While I awaited the customer service team’s grovelling response, I googled “broken Bose headphones”. Sifting through the forums, I encountered the usual welter of repetitive outrage and fanboy infatuation. The options seemed to be a choice between getting a discount replacement (and prolonging the Bose bromance) or cursing the company’s very existence. There were few options for repairing them oneself (because, I suppose, the majority of consumers are not magicians). Which is a pity, because I had started to see self-help forums as the natural successors to the electrical repair shops that once existed on smaller high streets. Weren’t the DIY and Maker movements supposed to deliver us from the cycle of dispose-and-consume?

Whenever the subject of fixing things comes up, I’m always reminded of two devices in my life that endured against the odds. One was a television set that my American grandparents bought long before I was born, a small wooden wardrobe with a curved screen that still clunked through the channels dependably well into my early adulthood. The other is a Volkswagen Golf from the 1980s belonging to my in-laws that is so famously reliable and economical that strangers in petrol stations still routinely offer to buy it. Despite being mechanically inept, I tend to romanticise a world of mechanical objects – of motorcycles and replacement valves. The obvious problem with today’s hyper-performing, magical products is that they are black boxes. We are so in love with their metaphysics, with their gestalt, that we forgive their ephemerality. No one will ever write a book called Zen and the Art of iPhone Maintenance.

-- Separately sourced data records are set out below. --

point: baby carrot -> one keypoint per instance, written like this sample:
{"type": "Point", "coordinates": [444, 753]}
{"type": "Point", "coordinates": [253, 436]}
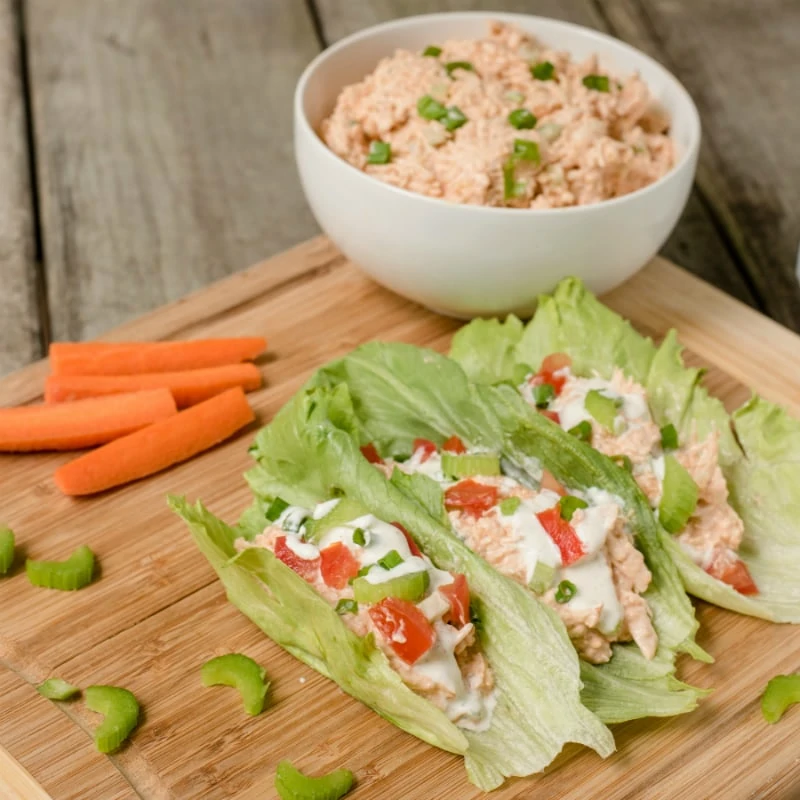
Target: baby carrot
{"type": "Point", "coordinates": [188, 387]}
{"type": "Point", "coordinates": [132, 358]}
{"type": "Point", "coordinates": [158, 446]}
{"type": "Point", "coordinates": [83, 423]}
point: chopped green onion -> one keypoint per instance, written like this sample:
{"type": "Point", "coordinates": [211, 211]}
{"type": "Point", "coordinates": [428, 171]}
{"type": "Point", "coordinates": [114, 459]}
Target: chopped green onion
{"type": "Point", "coordinates": [603, 408]}
{"type": "Point", "coordinates": [454, 118]}
{"type": "Point", "coordinates": [582, 431]}
{"type": "Point", "coordinates": [276, 508]}
{"type": "Point", "coordinates": [543, 394]}
{"type": "Point", "coordinates": [678, 496]}
{"type": "Point", "coordinates": [566, 591]}
{"type": "Point", "coordinates": [520, 373]}
{"type": "Point", "coordinates": [464, 465]}
{"type": "Point", "coordinates": [390, 560]}
{"type": "Point", "coordinates": [525, 150]}
{"type": "Point", "coordinates": [6, 549]}
{"type": "Point", "coordinates": [522, 119]}
{"type": "Point", "coordinates": [428, 108]}
{"type": "Point", "coordinates": [291, 784]}
{"type": "Point", "coordinates": [243, 674]}
{"type": "Point", "coordinates": [410, 587]}
{"type": "Point", "coordinates": [781, 692]}
{"type": "Point", "coordinates": [599, 83]}
{"type": "Point", "coordinates": [623, 462]}
{"type": "Point", "coordinates": [347, 606]}
{"type": "Point", "coordinates": [379, 152]}
{"type": "Point", "coordinates": [543, 71]}
{"type": "Point", "coordinates": [452, 66]}
{"type": "Point", "coordinates": [509, 505]}
{"type": "Point", "coordinates": [569, 504]}
{"type": "Point", "coordinates": [121, 715]}
{"type": "Point", "coordinates": [669, 437]}
{"type": "Point", "coordinates": [57, 689]}
{"type": "Point", "coordinates": [542, 577]}
{"type": "Point", "coordinates": [66, 576]}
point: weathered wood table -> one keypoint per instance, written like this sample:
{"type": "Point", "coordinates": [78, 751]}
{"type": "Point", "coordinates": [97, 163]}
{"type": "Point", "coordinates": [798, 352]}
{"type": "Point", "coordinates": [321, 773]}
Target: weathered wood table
{"type": "Point", "coordinates": [146, 145]}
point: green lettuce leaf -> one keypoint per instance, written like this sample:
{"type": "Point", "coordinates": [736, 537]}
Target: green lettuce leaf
{"type": "Point", "coordinates": [402, 392]}
{"type": "Point", "coordinates": [535, 668]}
{"type": "Point", "coordinates": [757, 444]}
{"type": "Point", "coordinates": [291, 613]}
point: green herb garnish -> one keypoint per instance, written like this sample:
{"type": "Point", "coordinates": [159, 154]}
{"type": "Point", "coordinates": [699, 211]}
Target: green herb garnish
{"type": "Point", "coordinates": [347, 606]}
{"type": "Point", "coordinates": [569, 504]}
{"type": "Point", "coordinates": [522, 119]}
{"type": "Point", "coordinates": [543, 71]}
{"type": "Point", "coordinates": [669, 437]}
{"type": "Point", "coordinates": [379, 152]}
{"type": "Point", "coordinates": [509, 505]}
{"type": "Point", "coordinates": [276, 508]}
{"type": "Point", "coordinates": [566, 591]}
{"type": "Point", "coordinates": [599, 83]}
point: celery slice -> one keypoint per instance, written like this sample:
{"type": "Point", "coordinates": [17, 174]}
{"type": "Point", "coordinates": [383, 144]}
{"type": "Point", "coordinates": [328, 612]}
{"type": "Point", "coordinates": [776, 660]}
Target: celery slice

It seems to me that the logic of today’s products is heading ineluctably one way. Our devices will be able to do more and more, while lasting less and less long, until eventually they can do everything for no time at all. In the future, we will bestride the Earth like gods, wielding awesome, omnipotent gadgets that break after two minutes. Calling up customer services at [insert evil tech company] we will be told that the warranty was only one minute, and didn’t we read the terms and conditions?

Here we are fretting about the Internet of Things, and the fact that our toasters will be spying on us, when in fact by the advent of this paradigm shift our household gadgets will be giving up the ghost long before they’ve siphoned off enough data to be of any use to our overlords. The IoBT – the Internet of Broken Things – is not quite such a world-changing proposition. Or perhaps, just perhaps, the allure of accessing all our data will finally persuade manufacturers to make things that last. Maybe consumer brands will give up on built-in obsolescence in return for endless surveillance. Hurray.

After four days there was still no reply from Bose. I tweeted @BoseService, girding myself for an all-out public spat. They were very apologetic. They pointed out that my headphones came with a spare cable. Had I tried swapping the cables?

I hadn’t. And swapping the cables seems – embarrassingly – to have done the trick. My QC 15s are back at peak noise reduction capacity. They’re firing off negative waves like the fury. The silence that Illich said is “taken from us by machines” has been restored to me by my machine. As you were.